7 Replies Latest reply on Sep 4, 2013 11:41 AM by Jared Conway

    Has anyone installed Simulation on a Server?

    Ian Dixon

      I'm toying with the idea of running Simulation Premium on a server to get faster solutions.  For example a server might have 4 cpu's x 4 cores, 64GB memory and multiple hard drives on a raid array with faster read/write speeds.  I currently use a laptop that is reasonably fast running SolidWorks but complex non-linear simulations can take a long time and tie up my computer.  I would like transfer the FEA files to the server and run it via Remote Desktop Connection.  I realize that RDC can lag a little but I don't think it would be too bad for setting up studies and viewing results.

       

      Has anyone tried to install Simulation on a Server?  What OS?

       

      - Ian

        • Re: Has anyone installed Simulation on a Server?
          Anna Wood

          Ian,

           

          Check out this thread for some insight into FEA performance.

           

          https://forum.solidworks.com/thread/63854?start=0&tstart=0

           

          Cheers,

           

          Anna

            • Re: Has anyone installed Simulation on a Server?
              Ian Dixon

              Anna,

               

              Thank you for the link.  There is at least one server listed in that post so we know it will work.  The server was a virtual machine and the performance wasn't so good.  It is tough to make conclusions based on machines with so many hardware differences.  Cpu speed is probably most important.  Simulation can make some very large files, so I have to think that memory size/speed and hard drive write speed can limit the system.

               

              We know that some tasks in SolidWorks and Simulation only use one-core so it is not as simple as adding more cores.  On my current system I've noticed that the cpu rarely runs at 100% when solving a Simulation study.  I would estimate that it is usually running at 25% or 1 core of 4 cores is maxed out.  Does it make more sense to spend money on fewer faster cores than more slower cores?

               

              I also run Maxwell Render which pegs all 4 cores at 100%.

               

              - Ian

                • Re: Has anyone installed Simulation on a Server?
                  Anna Wood

                  Ian,

                   

                  A server with lots of cores will not do much for you since the FEA software does not currently use them to good advantage.  Get a fast, overclocked quad core cpu system with plenty of ram and speedy SSD drives.
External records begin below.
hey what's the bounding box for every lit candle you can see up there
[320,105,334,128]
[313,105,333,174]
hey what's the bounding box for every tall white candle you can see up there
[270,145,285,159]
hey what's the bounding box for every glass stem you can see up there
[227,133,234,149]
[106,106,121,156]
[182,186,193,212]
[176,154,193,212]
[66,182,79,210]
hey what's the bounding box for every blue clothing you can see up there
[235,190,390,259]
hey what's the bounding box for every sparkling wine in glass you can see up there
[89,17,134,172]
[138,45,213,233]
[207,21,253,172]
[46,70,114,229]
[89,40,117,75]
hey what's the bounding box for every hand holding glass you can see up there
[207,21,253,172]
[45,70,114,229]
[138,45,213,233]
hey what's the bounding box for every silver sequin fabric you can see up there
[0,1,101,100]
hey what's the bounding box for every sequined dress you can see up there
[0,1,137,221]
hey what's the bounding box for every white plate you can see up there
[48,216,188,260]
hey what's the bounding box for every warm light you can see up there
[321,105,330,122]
You will get better performance for less money than a server rig.

                   

                  Cheers,

                   

                  Anna

                    • Re: Has anyone installed Simulation on a Server?
                      Jared Conway

                      Ian, there are diminishing returns at throwing hardware at simulation. Have you had someone review your problem setups to make sure you're leveraging everything you can to minimize the problem size to get reasonable solutions quickly?

                       

                      But in general, faster cores vs number of cores is your best bet. Along with using SSD and enough fast ram to make sure your solution stays in ram. But there is no replacement for a good problem setup. We usually teach this to our customers in our one-on-one mentoring service because it is usually unique to their problems.
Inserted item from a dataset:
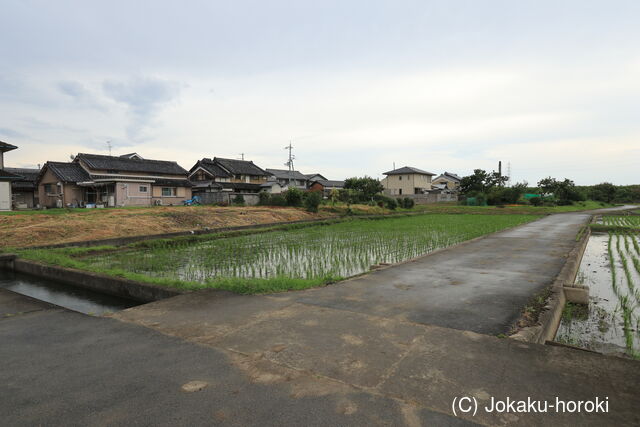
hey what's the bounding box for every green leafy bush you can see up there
[304,191,323,213]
                        • Re: Has anyone installed Simulation on a Server?
                          Jared Conway

                          and also, going back to your original question, there is really no need to use a server. just have a computer with a desktop os, take your files over there and run the problem. we do this all the time. just make sure you have a network license of solidworks and simulation. we use remote desktop or logmein depending on where we need to connect. but we also don't try to manipulate the software through these methods due to the limitations you describe. we just use them to monitor.

                        • Re: Has anyone installed Simulation on a Server?
                          Ian Dixon

                          You are probably right but I would still like to know if anyone has tried Cosmos on a server dedicating 100% of it's resources to FEA (i.e. not a virtual server).  I think the one server in the benchmark test was a virtual server.  Shouldn't the server manage memory and storage better.

                           

                          Cost for a 1-2 year old used server is surprisingly low.  A 4x 2.9GHz 4-core server with 64GB ram and multiple SAS drives can be had for less than $2000.  A workstation with a fast CPU, fast memory and SSD drives would cost much more.

                           

                          Isn't cloud computing the inevitable future of FEA?  I seem to remember a survey from SolidWorks a couple years ago that suggested this idea.  I would gladly pay a service fee to do my analysis online and not bother with the hardware and software updates associated with Cosmos.  Of course I would expect a very fast and stable analysis.

                           

                          - Ian

                            • Re: Has anyone installed Simulation on a Server?
                              Jared Conway

                              ian, you might want to go through the solidworks KB and look at the articles about CPU/RAM/HDD and solidworks simulation. no doubt that computer would be pretty quick for solving, but there are going to be decreasing benefits. but hardware to hardware, server vs workstation isn't going to be any different.

                               

                              amazon web services is another option that we've investigated here at hawk ridge. you pay for the power you by the hour. but you'll be on an unsupported operating system (server based) and also bending the rules regarding licensing. as we talked about here though, most often, workstation power is sufficient. but you pay by the hour basically for your compute time. at present, there are no other cloud solutions but there are lots of other enhancement requests in the system for that and more use of hardware.